Navire échoué à Bonifacio : le commandant et le responsable de navigation convoqués au tribunal

Le cargo s'est échoué dimanche à Bonifacio. / © Stéphane Lapera / FTVIASTELLA
Le cargo s'est échoué dimanche à Bonifacio. / © Stéphane Lapera / FTVIASTELLA

Les deux hommes, de nationalité russe, sont poursuivis notamment pour non-respect des règles d'abordage, a annoncé ce jeudi 17 octobre le procureur de Marseille. Ils ont été convoqués devant le tribunal maritime le 7 février.

Par A.B avec AFP

Après l'échouement du cargo Rhodanus dans la nuit du samedi au dimanche 13 octobre à Bonifacio, le commandant du navire et le chef de quart sont poursuivis notamment pour non-respect des règles d'abordage.

Ils ont été convoqués devant le tribunal maritime le 7 février, annonçait ce jeudi le procureur de la République de Marseille, Xavier Tarabeux.

C'est à Marseille que se trouve le tribunal maritime compétent pour cette enquête, confiée à la gendarmerie maritime. Le procureur précise à l'AFP que les deux hommes, de nationalité russe, sont poursuivis pour ne pas avoir respecté "la convention sur le règlement international de prévention sur les abordages en mer, ainsi que pour des manquements aux règles relatives à la veille auditive et visuelle", contenues dans cette convention. 

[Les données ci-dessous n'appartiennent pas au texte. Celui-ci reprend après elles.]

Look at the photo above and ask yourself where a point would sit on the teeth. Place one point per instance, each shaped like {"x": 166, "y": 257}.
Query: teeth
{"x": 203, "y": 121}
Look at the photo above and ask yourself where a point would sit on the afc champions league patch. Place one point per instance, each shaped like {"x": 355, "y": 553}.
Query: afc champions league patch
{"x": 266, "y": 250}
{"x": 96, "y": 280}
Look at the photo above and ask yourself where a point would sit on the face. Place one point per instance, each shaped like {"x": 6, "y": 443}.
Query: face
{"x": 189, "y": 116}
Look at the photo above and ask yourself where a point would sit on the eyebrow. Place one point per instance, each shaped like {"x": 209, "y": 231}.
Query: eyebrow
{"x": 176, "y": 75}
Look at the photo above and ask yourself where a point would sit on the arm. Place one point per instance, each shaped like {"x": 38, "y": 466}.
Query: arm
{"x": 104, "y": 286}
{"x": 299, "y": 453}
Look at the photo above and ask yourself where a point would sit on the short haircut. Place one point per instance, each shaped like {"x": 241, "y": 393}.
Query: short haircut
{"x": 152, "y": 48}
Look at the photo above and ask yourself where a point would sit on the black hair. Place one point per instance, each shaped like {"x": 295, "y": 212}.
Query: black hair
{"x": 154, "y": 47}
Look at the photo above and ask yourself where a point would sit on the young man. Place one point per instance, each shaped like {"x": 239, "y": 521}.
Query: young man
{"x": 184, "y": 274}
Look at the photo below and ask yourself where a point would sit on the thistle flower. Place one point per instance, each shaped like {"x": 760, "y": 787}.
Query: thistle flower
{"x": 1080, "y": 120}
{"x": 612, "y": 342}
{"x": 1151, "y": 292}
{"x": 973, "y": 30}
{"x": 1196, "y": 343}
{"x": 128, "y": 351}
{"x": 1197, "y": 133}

Le chef de quart, qui fait office de responsable de la navigation, aurait également reconnu s'être endormi à son poste.
 

Pollution


Dimanche à 3 heures du matin, le cargo Rhodanus, un bateau d'environ 90 mètres de long s'est échoué sur la plage de Cala Longa à Bonifacio, en dépit des appels répêtés, pendant environ 50 minutes, des gardes-côtes. Il transportait 2.650 tonnes de bobines d'acier, laissant craindre une possible pollution maritime qui n'est à ce jour à déplorer. 
 

Jeudi, le pompage de "plus de la moitié" des 38 tonnes de carburant du cargo avait été effectué et devait se poursuivre, a indiqué la préfecture maritime. Les autorités avaient précédemment présenté ce pompage comme étant la priorité, précisant qu'il ne s'agissait pas de fuel lourd, mais de gazole de propulsion.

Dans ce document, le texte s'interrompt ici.